The Association of Leasehold Enfranchisement Practitioners constantly reminds flat owners that they can save thousands of pounds just by checking their leases still have sufficient years to run.
Many leases are dated at the end of the quarter, June and December seem the most popular dates. If your lease has less than 85 years to run, every year that the lease reduces, the cost of extending your lease or buying the freehold rises. Under 80 years, the cost rises at an accelerating rate.
Alex Greenslade, Honorary Secretary of ALEP, said: “Depending on the value of your property, the cost of extending the lease or buying the freehold can rise by hundreds or even thousands of pounds a year. Just occasionally we learn that some leaseholders without realising it have left their leasehold to run down so much, they no longer own the property they thought was theirs.”

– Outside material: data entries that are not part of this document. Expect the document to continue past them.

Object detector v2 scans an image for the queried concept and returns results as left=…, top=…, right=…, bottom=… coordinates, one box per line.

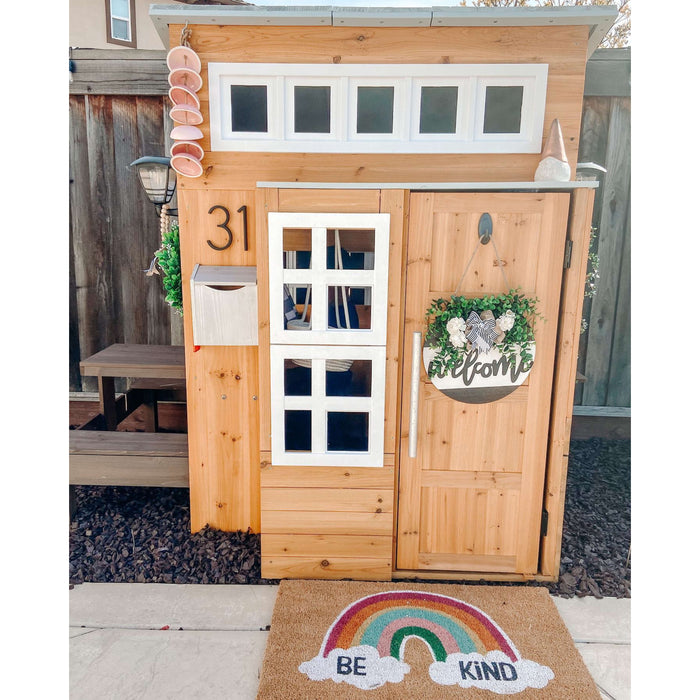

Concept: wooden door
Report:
left=396, top=192, right=570, bottom=576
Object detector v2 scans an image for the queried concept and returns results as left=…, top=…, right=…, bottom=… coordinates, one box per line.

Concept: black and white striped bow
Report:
left=466, top=311, right=499, bottom=354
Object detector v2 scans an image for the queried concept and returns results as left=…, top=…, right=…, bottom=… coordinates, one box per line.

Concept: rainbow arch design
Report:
left=320, top=590, right=520, bottom=663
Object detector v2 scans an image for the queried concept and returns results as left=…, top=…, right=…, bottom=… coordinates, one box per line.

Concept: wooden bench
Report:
left=69, top=431, right=189, bottom=488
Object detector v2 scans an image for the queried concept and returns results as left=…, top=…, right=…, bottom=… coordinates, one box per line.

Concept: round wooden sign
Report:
left=423, top=343, right=535, bottom=404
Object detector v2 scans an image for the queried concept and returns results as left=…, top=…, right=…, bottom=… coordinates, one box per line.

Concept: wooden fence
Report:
left=69, top=48, right=630, bottom=410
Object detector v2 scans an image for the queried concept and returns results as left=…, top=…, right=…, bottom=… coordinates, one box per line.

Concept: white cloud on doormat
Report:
left=429, top=650, right=555, bottom=694
left=299, top=645, right=410, bottom=690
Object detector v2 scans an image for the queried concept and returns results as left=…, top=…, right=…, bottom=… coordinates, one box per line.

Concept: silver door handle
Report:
left=408, top=331, right=422, bottom=458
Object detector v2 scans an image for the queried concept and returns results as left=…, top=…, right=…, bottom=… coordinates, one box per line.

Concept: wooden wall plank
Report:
left=262, top=533, right=392, bottom=558
left=540, top=188, right=595, bottom=578
left=261, top=556, right=391, bottom=581
left=262, top=510, right=392, bottom=536
left=261, top=460, right=394, bottom=489
left=256, top=188, right=277, bottom=454
left=179, top=188, right=260, bottom=533
left=278, top=189, right=380, bottom=212
left=262, top=488, right=392, bottom=513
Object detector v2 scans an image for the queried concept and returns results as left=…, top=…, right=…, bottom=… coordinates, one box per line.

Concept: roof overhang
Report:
left=149, top=4, right=618, bottom=59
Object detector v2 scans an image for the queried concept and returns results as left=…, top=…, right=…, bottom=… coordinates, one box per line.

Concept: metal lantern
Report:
left=129, top=156, right=177, bottom=216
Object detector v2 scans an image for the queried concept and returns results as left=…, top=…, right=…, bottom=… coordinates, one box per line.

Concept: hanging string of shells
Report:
left=167, top=24, right=204, bottom=178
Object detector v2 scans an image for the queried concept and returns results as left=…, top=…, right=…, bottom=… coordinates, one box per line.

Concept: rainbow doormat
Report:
left=256, top=580, right=600, bottom=699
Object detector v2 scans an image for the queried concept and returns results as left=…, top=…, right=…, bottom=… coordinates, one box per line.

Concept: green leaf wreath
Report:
left=154, top=222, right=183, bottom=314
left=424, top=289, right=540, bottom=378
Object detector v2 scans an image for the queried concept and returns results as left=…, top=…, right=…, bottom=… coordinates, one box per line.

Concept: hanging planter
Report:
left=423, top=289, right=539, bottom=404
left=148, top=221, right=183, bottom=315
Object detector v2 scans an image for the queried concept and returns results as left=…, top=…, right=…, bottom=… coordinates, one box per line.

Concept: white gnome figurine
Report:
left=534, top=119, right=571, bottom=182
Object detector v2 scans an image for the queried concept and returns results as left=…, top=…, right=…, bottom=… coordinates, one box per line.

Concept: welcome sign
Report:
left=423, top=344, right=535, bottom=404
left=298, top=590, right=554, bottom=694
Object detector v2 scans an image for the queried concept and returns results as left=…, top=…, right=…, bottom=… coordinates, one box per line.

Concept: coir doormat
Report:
left=256, top=580, right=599, bottom=699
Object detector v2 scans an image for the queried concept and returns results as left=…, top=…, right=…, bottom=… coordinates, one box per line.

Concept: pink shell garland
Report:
left=169, top=104, right=204, bottom=126
left=168, top=67, right=202, bottom=93
left=168, top=43, right=203, bottom=179
left=170, top=140, right=205, bottom=161
left=166, top=45, right=202, bottom=74
left=168, top=85, right=200, bottom=109
left=171, top=152, right=204, bottom=178
left=170, top=124, right=203, bottom=141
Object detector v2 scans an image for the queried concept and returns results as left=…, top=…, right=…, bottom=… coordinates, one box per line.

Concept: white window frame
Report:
left=208, top=63, right=548, bottom=154
left=473, top=75, right=546, bottom=146
left=270, top=344, right=386, bottom=467
left=410, top=77, right=470, bottom=143
left=348, top=78, right=409, bottom=143
left=268, top=212, right=390, bottom=346
left=285, top=77, right=344, bottom=142
left=226, top=77, right=283, bottom=141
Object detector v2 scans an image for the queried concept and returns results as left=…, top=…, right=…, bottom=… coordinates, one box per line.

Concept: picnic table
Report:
left=70, top=344, right=189, bottom=488
left=79, top=343, right=186, bottom=431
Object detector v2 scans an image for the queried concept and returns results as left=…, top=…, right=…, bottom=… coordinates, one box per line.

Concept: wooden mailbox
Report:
left=150, top=4, right=617, bottom=582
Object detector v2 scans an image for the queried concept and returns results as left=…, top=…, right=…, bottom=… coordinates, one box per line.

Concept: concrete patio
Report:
left=69, top=583, right=630, bottom=699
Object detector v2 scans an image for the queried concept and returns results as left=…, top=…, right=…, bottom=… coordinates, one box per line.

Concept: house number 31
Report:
left=206, top=204, right=248, bottom=252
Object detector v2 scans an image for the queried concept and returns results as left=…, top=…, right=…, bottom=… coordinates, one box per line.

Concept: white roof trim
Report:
left=255, top=182, right=599, bottom=191
left=149, top=5, right=617, bottom=58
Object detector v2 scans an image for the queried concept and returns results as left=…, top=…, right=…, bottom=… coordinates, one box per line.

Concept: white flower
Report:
left=496, top=309, right=516, bottom=332
left=450, top=330, right=467, bottom=348
left=446, top=317, right=466, bottom=334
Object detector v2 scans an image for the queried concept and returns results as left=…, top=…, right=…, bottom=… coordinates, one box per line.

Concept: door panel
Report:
left=396, top=192, right=570, bottom=575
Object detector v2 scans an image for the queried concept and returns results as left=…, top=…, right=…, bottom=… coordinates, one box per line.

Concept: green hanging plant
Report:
left=424, top=288, right=541, bottom=378
left=153, top=221, right=183, bottom=314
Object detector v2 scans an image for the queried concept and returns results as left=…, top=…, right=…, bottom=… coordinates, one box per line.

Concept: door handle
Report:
left=408, top=331, right=422, bottom=458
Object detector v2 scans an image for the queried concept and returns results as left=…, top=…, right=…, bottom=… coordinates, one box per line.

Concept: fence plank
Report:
left=69, top=96, right=90, bottom=392
left=581, top=97, right=631, bottom=406
left=574, top=96, right=610, bottom=405
left=69, top=51, right=169, bottom=96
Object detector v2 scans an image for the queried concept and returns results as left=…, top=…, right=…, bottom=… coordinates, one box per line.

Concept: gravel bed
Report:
left=69, top=437, right=630, bottom=597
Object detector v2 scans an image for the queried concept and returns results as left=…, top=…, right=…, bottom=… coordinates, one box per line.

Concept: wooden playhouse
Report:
left=149, top=3, right=617, bottom=582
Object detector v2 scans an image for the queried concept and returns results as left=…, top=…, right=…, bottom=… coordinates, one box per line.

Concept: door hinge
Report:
left=563, top=239, right=573, bottom=269
left=540, top=508, right=549, bottom=538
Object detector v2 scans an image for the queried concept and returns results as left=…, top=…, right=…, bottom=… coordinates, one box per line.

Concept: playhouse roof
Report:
left=149, top=4, right=618, bottom=59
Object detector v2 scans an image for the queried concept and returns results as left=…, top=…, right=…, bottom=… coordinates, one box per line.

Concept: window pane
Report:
left=483, top=85, right=524, bottom=134
left=326, top=359, right=372, bottom=397
left=327, top=412, right=369, bottom=452
left=284, top=362, right=311, bottom=395
left=328, top=286, right=372, bottom=330
left=294, top=86, right=331, bottom=133
left=111, top=18, right=130, bottom=41
left=419, top=86, right=458, bottom=134
left=357, top=86, right=394, bottom=134
left=285, top=410, right=311, bottom=452
left=231, top=85, right=268, bottom=133
left=111, top=0, right=129, bottom=18
left=326, top=230, right=375, bottom=270
left=283, top=229, right=311, bottom=269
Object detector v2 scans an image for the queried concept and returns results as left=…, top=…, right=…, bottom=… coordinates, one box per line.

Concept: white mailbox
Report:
left=190, top=264, right=258, bottom=346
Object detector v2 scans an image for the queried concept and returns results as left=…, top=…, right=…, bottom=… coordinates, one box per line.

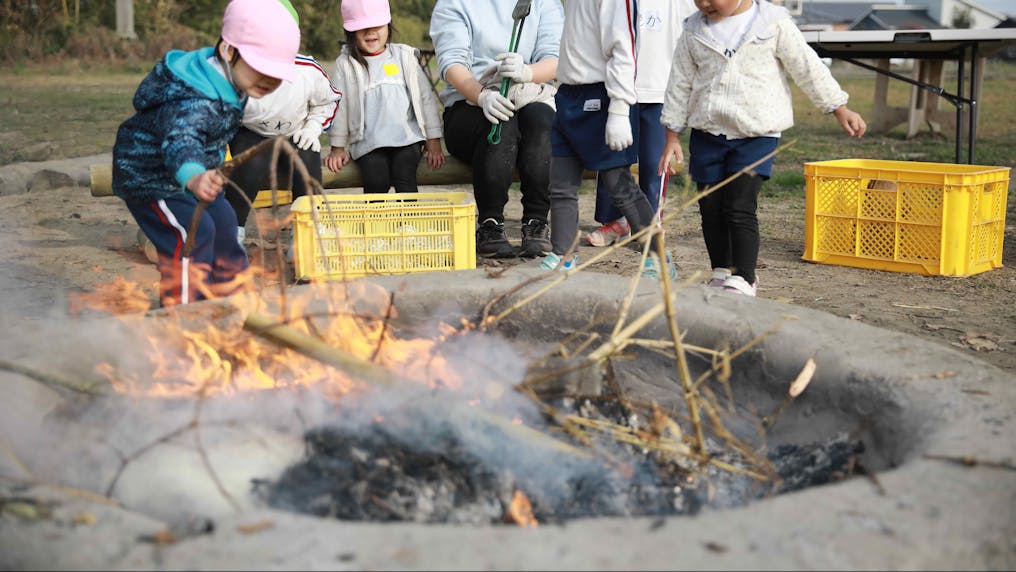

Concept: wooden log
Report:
left=89, top=156, right=605, bottom=198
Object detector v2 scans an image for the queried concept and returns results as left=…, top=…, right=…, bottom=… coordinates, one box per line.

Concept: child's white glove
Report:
left=605, top=112, right=633, bottom=152
left=292, top=122, right=323, bottom=153
left=477, top=89, right=516, bottom=124
left=495, top=52, right=533, bottom=83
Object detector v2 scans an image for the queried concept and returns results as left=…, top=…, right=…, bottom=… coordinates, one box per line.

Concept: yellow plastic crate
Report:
left=291, top=192, right=477, bottom=281
left=251, top=189, right=292, bottom=209
left=223, top=147, right=294, bottom=209
left=803, top=159, right=1010, bottom=277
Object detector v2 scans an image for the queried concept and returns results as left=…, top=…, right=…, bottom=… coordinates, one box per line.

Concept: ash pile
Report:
left=258, top=392, right=863, bottom=525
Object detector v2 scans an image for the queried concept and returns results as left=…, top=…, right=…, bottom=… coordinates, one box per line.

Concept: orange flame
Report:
left=505, top=490, right=538, bottom=527
left=80, top=277, right=470, bottom=400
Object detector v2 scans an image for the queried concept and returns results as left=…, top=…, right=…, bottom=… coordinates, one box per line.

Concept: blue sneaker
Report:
left=641, top=251, right=678, bottom=282
left=539, top=252, right=578, bottom=272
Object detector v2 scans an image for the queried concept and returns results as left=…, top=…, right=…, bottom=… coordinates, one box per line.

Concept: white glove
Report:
left=495, top=52, right=533, bottom=83
left=605, top=112, right=633, bottom=152
left=477, top=89, right=516, bottom=125
left=292, top=122, right=323, bottom=153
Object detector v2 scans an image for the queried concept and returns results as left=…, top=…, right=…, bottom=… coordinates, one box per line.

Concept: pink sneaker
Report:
left=708, top=268, right=731, bottom=288
left=722, top=275, right=757, bottom=296
left=586, top=218, right=631, bottom=247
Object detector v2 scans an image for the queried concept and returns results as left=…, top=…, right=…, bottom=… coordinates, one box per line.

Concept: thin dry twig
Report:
left=0, top=474, right=122, bottom=506
left=763, top=358, right=817, bottom=430
left=0, top=358, right=106, bottom=396
left=923, top=453, right=1016, bottom=471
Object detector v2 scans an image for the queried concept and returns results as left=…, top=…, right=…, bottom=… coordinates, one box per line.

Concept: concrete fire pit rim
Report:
left=3, top=269, right=1014, bottom=570
left=361, top=268, right=1012, bottom=457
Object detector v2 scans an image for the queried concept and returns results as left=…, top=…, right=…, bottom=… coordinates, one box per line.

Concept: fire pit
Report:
left=0, top=268, right=1013, bottom=569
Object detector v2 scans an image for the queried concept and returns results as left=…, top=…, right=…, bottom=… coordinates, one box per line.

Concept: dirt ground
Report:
left=0, top=156, right=1013, bottom=373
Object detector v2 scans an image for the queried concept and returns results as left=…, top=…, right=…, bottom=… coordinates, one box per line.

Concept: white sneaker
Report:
left=708, top=267, right=731, bottom=287
left=722, top=275, right=757, bottom=296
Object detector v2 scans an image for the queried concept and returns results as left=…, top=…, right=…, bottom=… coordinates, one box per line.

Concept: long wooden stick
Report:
left=653, top=237, right=707, bottom=456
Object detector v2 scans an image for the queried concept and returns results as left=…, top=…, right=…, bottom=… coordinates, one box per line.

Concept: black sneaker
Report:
left=476, top=217, right=515, bottom=258
left=519, top=218, right=552, bottom=258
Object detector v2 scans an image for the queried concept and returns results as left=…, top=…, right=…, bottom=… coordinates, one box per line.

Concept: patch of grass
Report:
left=3, top=59, right=1016, bottom=184
left=764, top=170, right=807, bottom=197
left=0, top=70, right=144, bottom=165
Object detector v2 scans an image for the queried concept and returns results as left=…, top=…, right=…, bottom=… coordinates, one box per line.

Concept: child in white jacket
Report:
left=325, top=0, right=444, bottom=194
left=227, top=53, right=340, bottom=235
left=657, top=0, right=866, bottom=296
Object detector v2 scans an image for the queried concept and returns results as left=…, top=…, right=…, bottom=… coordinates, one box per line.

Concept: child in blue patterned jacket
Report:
left=111, top=0, right=299, bottom=307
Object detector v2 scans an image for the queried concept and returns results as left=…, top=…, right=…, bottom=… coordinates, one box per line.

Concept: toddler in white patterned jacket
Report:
left=656, top=0, right=866, bottom=297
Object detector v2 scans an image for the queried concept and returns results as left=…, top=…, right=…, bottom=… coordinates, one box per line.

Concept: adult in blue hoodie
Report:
left=431, top=0, right=564, bottom=259
left=111, top=0, right=300, bottom=307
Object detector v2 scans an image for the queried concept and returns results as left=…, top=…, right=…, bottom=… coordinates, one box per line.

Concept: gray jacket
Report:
left=329, top=43, right=442, bottom=149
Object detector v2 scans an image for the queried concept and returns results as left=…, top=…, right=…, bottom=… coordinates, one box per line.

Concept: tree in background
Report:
left=1, top=0, right=438, bottom=66
left=951, top=6, right=973, bottom=29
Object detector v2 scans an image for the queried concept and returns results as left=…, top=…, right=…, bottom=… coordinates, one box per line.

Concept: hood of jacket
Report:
left=683, top=0, right=786, bottom=48
left=132, top=47, right=244, bottom=113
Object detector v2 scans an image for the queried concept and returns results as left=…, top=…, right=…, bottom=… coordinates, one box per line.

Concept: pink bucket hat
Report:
left=341, top=0, right=392, bottom=32
left=222, top=0, right=301, bottom=82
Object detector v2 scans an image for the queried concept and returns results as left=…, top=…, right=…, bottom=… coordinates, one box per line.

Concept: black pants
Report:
left=226, top=127, right=322, bottom=226
left=697, top=173, right=764, bottom=284
left=443, top=100, right=553, bottom=223
left=355, top=143, right=422, bottom=194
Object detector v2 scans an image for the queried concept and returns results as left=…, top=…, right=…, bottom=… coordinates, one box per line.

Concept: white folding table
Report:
left=802, top=28, right=1016, bottom=164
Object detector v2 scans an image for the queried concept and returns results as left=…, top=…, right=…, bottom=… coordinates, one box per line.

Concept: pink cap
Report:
left=222, top=0, right=300, bottom=82
left=341, top=0, right=392, bottom=32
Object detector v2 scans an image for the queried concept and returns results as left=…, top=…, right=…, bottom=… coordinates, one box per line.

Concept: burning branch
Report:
left=243, top=312, right=593, bottom=459
left=243, top=312, right=398, bottom=386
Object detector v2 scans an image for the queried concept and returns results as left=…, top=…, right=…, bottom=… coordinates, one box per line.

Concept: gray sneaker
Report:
left=519, top=218, right=552, bottom=258
left=476, top=218, right=515, bottom=258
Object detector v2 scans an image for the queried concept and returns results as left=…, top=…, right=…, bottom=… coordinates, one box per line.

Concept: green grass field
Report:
left=2, top=59, right=1014, bottom=198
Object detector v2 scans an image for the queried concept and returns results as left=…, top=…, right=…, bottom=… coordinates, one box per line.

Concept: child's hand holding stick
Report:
left=657, top=129, right=685, bottom=177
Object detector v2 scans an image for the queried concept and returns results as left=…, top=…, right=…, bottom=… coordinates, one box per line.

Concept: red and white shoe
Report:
left=586, top=218, right=631, bottom=247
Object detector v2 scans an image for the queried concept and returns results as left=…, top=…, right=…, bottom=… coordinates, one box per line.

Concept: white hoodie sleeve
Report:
left=601, top=0, right=638, bottom=112
left=328, top=57, right=351, bottom=149
left=558, top=0, right=637, bottom=111
left=660, top=33, right=695, bottom=133
left=299, top=56, right=341, bottom=132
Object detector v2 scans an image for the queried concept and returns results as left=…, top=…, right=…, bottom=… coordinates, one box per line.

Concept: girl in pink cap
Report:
left=112, top=0, right=300, bottom=307
left=324, top=0, right=445, bottom=194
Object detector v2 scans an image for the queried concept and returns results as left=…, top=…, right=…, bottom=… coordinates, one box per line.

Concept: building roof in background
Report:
left=798, top=0, right=1008, bottom=29
left=797, top=1, right=875, bottom=27
left=852, top=6, right=944, bottom=29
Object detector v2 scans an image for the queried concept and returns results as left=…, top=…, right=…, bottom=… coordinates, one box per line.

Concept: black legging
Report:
left=225, top=126, right=322, bottom=226
left=442, top=100, right=553, bottom=224
left=697, top=173, right=764, bottom=284
left=354, top=143, right=423, bottom=194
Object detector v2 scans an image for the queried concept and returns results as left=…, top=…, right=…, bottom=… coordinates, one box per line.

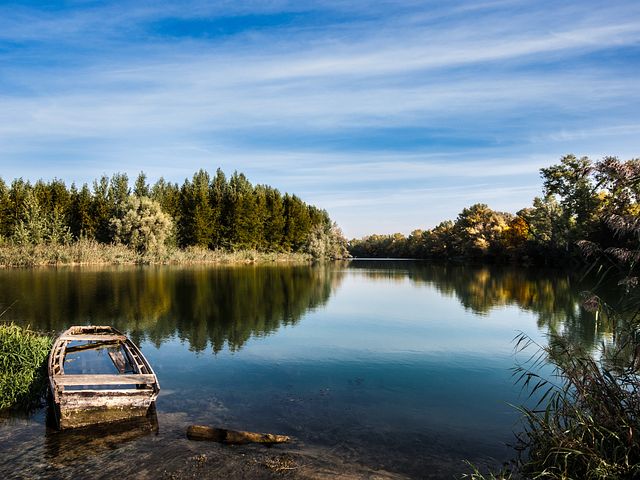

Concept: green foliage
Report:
left=133, top=171, right=150, bottom=198
left=466, top=166, right=640, bottom=479
left=0, top=168, right=339, bottom=259
left=12, top=190, right=71, bottom=245
left=0, top=323, right=52, bottom=410
left=111, top=196, right=173, bottom=254
left=305, top=222, right=349, bottom=260
left=179, top=169, right=215, bottom=248
left=454, top=203, right=512, bottom=257
left=349, top=154, right=639, bottom=265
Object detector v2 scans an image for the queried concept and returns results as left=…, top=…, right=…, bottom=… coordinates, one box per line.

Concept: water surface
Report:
left=0, top=261, right=601, bottom=478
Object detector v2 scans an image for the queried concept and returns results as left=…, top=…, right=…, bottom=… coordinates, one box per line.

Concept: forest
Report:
left=0, top=168, right=348, bottom=261
left=349, top=155, right=640, bottom=265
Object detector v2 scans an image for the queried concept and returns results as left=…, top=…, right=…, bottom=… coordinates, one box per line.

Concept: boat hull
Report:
left=48, top=325, right=160, bottom=430
left=56, top=390, right=155, bottom=429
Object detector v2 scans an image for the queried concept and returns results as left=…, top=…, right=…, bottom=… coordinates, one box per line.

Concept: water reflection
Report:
left=0, top=261, right=611, bottom=351
left=0, top=264, right=344, bottom=353
left=0, top=261, right=617, bottom=479
left=348, top=260, right=608, bottom=349
left=44, top=408, right=158, bottom=468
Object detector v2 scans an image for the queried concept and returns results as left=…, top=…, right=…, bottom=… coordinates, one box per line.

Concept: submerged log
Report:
left=187, top=425, right=290, bottom=445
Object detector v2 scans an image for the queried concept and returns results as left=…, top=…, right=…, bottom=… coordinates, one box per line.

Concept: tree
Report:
left=263, top=187, right=285, bottom=250
left=519, top=195, right=567, bottom=250
left=133, top=171, right=150, bottom=198
left=453, top=203, right=511, bottom=257
left=540, top=155, right=600, bottom=241
left=12, top=190, right=46, bottom=245
left=226, top=172, right=258, bottom=250
left=111, top=196, right=173, bottom=254
left=108, top=173, right=130, bottom=217
left=0, top=178, right=10, bottom=238
left=69, top=183, right=95, bottom=239
left=305, top=222, right=349, bottom=260
left=593, top=156, right=640, bottom=215
left=179, top=170, right=214, bottom=248
left=283, top=194, right=311, bottom=251
left=92, top=175, right=112, bottom=243
left=209, top=169, right=227, bottom=248
left=151, top=177, right=181, bottom=219
left=13, top=190, right=71, bottom=245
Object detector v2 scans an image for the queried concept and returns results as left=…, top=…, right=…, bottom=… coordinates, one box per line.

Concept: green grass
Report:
left=0, top=323, right=52, bottom=410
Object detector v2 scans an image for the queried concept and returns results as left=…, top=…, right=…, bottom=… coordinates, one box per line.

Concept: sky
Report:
left=0, top=1, right=639, bottom=238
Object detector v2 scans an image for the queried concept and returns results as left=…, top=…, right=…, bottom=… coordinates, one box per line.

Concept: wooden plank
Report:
left=62, top=389, right=154, bottom=395
left=66, top=341, right=121, bottom=354
left=108, top=350, right=128, bottom=373
left=53, top=374, right=156, bottom=386
left=59, top=334, right=127, bottom=342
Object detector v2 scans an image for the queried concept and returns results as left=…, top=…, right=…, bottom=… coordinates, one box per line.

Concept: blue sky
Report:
left=0, top=1, right=639, bottom=237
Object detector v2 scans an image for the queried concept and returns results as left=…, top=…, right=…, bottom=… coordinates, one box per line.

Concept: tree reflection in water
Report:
left=0, top=264, right=344, bottom=353
left=0, top=261, right=615, bottom=353
left=348, top=260, right=615, bottom=350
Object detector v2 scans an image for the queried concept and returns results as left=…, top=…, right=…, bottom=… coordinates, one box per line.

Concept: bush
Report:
left=111, top=196, right=173, bottom=254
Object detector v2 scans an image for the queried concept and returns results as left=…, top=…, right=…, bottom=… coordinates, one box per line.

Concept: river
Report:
left=0, top=260, right=603, bottom=479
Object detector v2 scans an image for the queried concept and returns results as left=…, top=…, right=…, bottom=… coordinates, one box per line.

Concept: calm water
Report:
left=0, top=261, right=602, bottom=478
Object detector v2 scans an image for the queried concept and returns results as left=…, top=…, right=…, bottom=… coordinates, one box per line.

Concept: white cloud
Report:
left=0, top=1, right=638, bottom=235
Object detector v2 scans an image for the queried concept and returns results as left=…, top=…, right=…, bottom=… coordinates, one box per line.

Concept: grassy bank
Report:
left=0, top=323, right=51, bottom=410
left=0, top=239, right=313, bottom=268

He continued: “Yet it is so simple to preserve the value of your investment, if you act in time. Before the end of the year when we all make resolutions to do things we’ve been putting off seems just as good as any. Finalising the cost of a lease extension or freehold is best negotiated by valuers and solicitors who specialise in this area. The negotiation depends on a number of factors, including the value of the property, the ground rent due for the remainder of the lease and the lease length.”
An example of how much it could cost to delay extending a lease or buying the freehold is as follows:
Current value of property £200,000 (with a £100 ground rent per annum). Approximate cost to extend lease by adding 90 years and reducing ground rent to zero:
At 85 years – £7,000
At 75 years – £9,000
At 70 years – £12,000
At 65 years – £17,000
Another reason not to delay is that the process of extending a lease can take many months, particularly if the freeholder takes a tough stance in negotiations. A sale can be delayed by a lease extension, since the buyer, their solicitor or mortgage lender may insist on a lease extension being in place before completion funds can be transferred. If the lease length cannot be resolved quickly, the buyer might just walk away.
All in all it pays to be proactive, not reactive. Many freeholders rely on flat owners not realising that their lease lengths have slipped to a dangerous level and hope to benefit from the bargaining position this gives them.